Technology today is a lot about convenience. Self-driving cars, mobile phones, the internet - they all make life more convenient, efficient, and easy. Our goal is to create an app that integrates into life seamlessly and introduces you to features you never thought you needed so that we can make your life more convenient.
What it does
distl provides the client with a “distilled” version of articles as they browse the web. The client has to do very little - distl automatically extracts relevant text from a webpage and gives back a summarized version with sentiment analysis and keyword extraction.
How we built it
There were a lot of components to our project. To extract text from a webpage in a non-disruptive and natural way, we created a beautifully designed chrome extension that quickly and efficiently extracts the relevant text (i.e. no ads!) from a webpage using the Boilerpipe API as well as HTML parsing and filtering techniques that we created. We then sent the relevant text to a node.js server hosted on Google App Engine, where we used text summarization techniques, sentiment analysis, and keyword extraction to condense and compress the content as much as possible. This information is relayed back to the client, where he/she can choose to “upvote/downvote” the result. The upvote/downvote is sent back to our servers so that we can log the original text, resultant text, etc. for data processing later on. A CRON Job is scheduled on a VM hosted by Google Compute Engine to run Spark jobs on a Hadoop cluster to process and analyze log data for trends (i.e. average article size) so that we can improve our NLP algorithms.
Challenges we ran into
It was very difficult learning how to use the Google Cloud Platform tools as well as the APIs.

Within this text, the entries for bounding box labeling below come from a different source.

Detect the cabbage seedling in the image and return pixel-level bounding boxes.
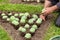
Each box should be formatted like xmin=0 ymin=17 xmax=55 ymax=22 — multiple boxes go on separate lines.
xmin=12 ymin=20 xmax=19 ymax=26
xmin=21 ymin=16 xmax=27 ymax=19
xmin=32 ymin=14 xmax=38 ymax=19
xmin=14 ymin=13 xmax=18 ymax=17
xmin=25 ymin=33 xmax=31 ymax=39
xmin=1 ymin=13 xmax=6 ymax=16
xmin=18 ymin=27 xmax=26 ymax=33
xmin=10 ymin=16 xmax=15 ymax=21
xmin=19 ymin=13 xmax=24 ymax=17
xmin=18 ymin=27 xmax=23 ymax=31
xmin=2 ymin=16 xmax=8 ymax=19
xmin=31 ymin=18 xmax=36 ymax=21
xmin=7 ymin=18 xmax=10 ymax=21
xmin=24 ymin=24 xmax=30 ymax=28
xmin=24 ymin=12 xmax=29 ymax=16
xmin=20 ymin=19 xmax=26 ymax=23
xmin=28 ymin=19 xmax=34 ymax=24
xmin=32 ymin=25 xmax=38 ymax=29
xmin=30 ymin=28 xmax=35 ymax=33
xmin=36 ymin=18 xmax=42 ymax=24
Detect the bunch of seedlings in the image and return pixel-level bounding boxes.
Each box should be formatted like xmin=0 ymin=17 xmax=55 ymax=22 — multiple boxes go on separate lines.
xmin=1 ymin=12 xmax=42 ymax=39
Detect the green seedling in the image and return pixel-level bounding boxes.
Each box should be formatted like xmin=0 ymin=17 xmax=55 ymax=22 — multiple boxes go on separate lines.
xmin=1 ymin=13 xmax=6 ymax=16
xmin=30 ymin=28 xmax=35 ymax=33
xmin=12 ymin=20 xmax=19 ymax=26
xmin=25 ymin=33 xmax=32 ymax=39
xmin=7 ymin=18 xmax=10 ymax=21
xmin=10 ymin=16 xmax=15 ymax=21
xmin=8 ymin=13 xmax=12 ymax=16
xmin=31 ymin=18 xmax=36 ymax=21
xmin=36 ymin=18 xmax=42 ymax=24
xmin=28 ymin=19 xmax=34 ymax=24
xmin=18 ymin=27 xmax=26 ymax=33
xmin=24 ymin=12 xmax=29 ymax=16
xmin=18 ymin=27 xmax=23 ymax=31
xmin=14 ymin=13 xmax=18 ymax=17
xmin=20 ymin=19 xmax=26 ymax=23
xmin=32 ymin=14 xmax=38 ymax=19
xmin=24 ymin=24 xmax=30 ymax=28
xmin=2 ymin=16 xmax=8 ymax=19
xmin=32 ymin=25 xmax=38 ymax=29
xmin=19 ymin=13 xmax=24 ymax=17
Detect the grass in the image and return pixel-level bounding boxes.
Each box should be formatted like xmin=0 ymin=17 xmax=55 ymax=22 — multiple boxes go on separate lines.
xmin=44 ymin=13 xmax=60 ymax=40
xmin=0 ymin=0 xmax=60 ymax=40
xmin=0 ymin=26 xmax=11 ymax=40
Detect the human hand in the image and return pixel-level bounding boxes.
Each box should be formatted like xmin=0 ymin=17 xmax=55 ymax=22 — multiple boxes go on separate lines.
xmin=40 ymin=14 xmax=45 ymax=21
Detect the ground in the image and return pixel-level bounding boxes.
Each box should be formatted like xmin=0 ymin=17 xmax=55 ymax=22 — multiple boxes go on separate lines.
xmin=0 ymin=0 xmax=60 ymax=40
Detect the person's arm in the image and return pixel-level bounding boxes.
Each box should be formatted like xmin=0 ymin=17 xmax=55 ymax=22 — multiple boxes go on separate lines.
xmin=44 ymin=0 xmax=52 ymax=8
xmin=56 ymin=2 xmax=60 ymax=9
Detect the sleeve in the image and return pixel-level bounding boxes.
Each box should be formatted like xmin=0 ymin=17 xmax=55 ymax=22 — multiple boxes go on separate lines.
xmin=56 ymin=2 xmax=60 ymax=8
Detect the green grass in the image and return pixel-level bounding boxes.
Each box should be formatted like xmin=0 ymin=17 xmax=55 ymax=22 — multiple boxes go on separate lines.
xmin=0 ymin=0 xmax=60 ymax=40
xmin=0 ymin=0 xmax=9 ymax=3
xmin=44 ymin=13 xmax=60 ymax=40
xmin=0 ymin=26 xmax=11 ymax=40
xmin=0 ymin=4 xmax=43 ymax=13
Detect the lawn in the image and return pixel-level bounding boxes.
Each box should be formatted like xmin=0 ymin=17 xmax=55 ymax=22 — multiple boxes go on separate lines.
xmin=0 ymin=26 xmax=11 ymax=40
xmin=0 ymin=0 xmax=60 ymax=40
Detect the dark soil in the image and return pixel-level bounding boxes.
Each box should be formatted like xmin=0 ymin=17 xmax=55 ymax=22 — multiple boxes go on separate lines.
xmin=0 ymin=11 xmax=52 ymax=40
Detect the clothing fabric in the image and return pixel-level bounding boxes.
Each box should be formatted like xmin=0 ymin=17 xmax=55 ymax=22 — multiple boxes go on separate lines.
xmin=48 ymin=0 xmax=60 ymax=9
xmin=49 ymin=0 xmax=60 ymax=27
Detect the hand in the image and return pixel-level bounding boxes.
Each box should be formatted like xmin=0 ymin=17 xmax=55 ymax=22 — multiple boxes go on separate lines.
xmin=40 ymin=14 xmax=45 ymax=21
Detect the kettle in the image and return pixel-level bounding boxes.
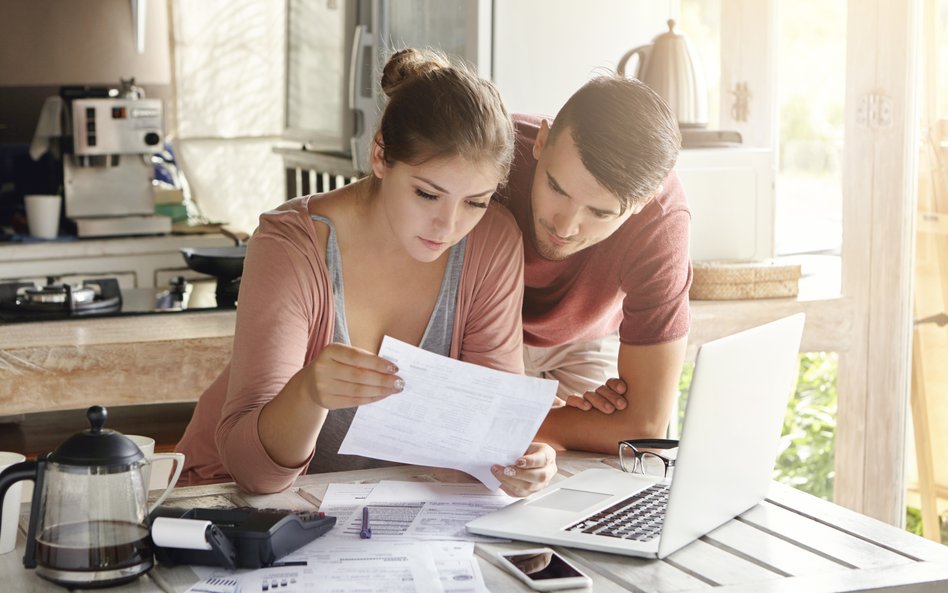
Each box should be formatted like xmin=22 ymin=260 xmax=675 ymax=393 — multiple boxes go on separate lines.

Accomplishments that we're proud of
We tackled a lot of different, new technologies in just a few days. We learned about NLP, ML, big data, hadoop, cloud computing, and chrome extensions. In addition, Google Cloud Platform was a very complex but powerful service. It was difficult to understand the various components (i.e. Google storage, dataproc, app engine, compute engine, ML API's) and their use cases in the short period of time we had.
What we learned
First and foremost, we learned about a lot of technologies. However, we realized that the difficulty and scope of the project should be better taken into consideration next time. We took on too much and were VERY tired by the end of it all.
What's next for distl
distl's backend is very loosely coupled with the frontend. We will consider launching different versions to other platforms (i.e. mobile) in the future.